Willard Sterling Boyle,  (August 19, 1924May 7, 2011) was a Canadian physicist. He was a pioneer in the field of laser technology and co-inventor of the charge-coupled device. As director of Space Science and Exploratory Studies at Bellcomm he helped select lunar landing sites and provided support for the Apollo space program.

On October 6, 2009, it was announced that he would share the 2009 Nobel Prize in Physics for "the invention of an imaging semiconductor circuit the CCD sensor, which has become an electronic eye in almost all areas of photography".
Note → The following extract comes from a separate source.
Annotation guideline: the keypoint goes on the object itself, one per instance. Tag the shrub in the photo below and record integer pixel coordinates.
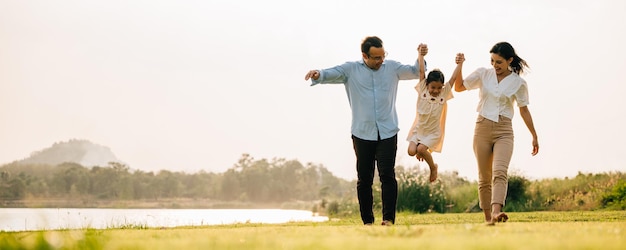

He was appointed a Companion of the Order of Canada the award's highest level on June 30, 2010.

Early life
Born in Amherst, Nova Scotia, on August 19, 1924, Boyle was the son of a medical doctor and moved to Quebec with his father and mother Bernice when he was less than two. He was home schooled by his mother until age fourteen, when he attended Montreal's Lower Canada College to complete his secondary education.

Education 
Boyle attended McGill University, but his education was interrupted in 1943, when he joined the Royal Canadian Navy during World War II. He was loaned to the Royal Navy, where he was learning how to land Spitfires on aircraft carriers as the war ended. He gained a BSc in 1947, an MSc in 1948, and a PhD degree in 1950, all from McGill University.

Career 
After receiving his doctorate, Boyle spent one year at Canada's Radiation Lab and two years teaching physics at the Royal Military College of Canada.

Bell Labs 
In 1953 Boyle joined Bell Labs where he invented the first continuously operating ruby laser with Don Nelson in 1962, 
and was named on the first patent for a semiconductor injection laser. He was made director of Space Science and Exploratory Studies at the Bell Labs subsidiary Bellcomm in 1962, providing support for the Apollo space program and helping to select lunar landing sites. He returned to Bell Labs in 1964, working on the development of integrated circuits.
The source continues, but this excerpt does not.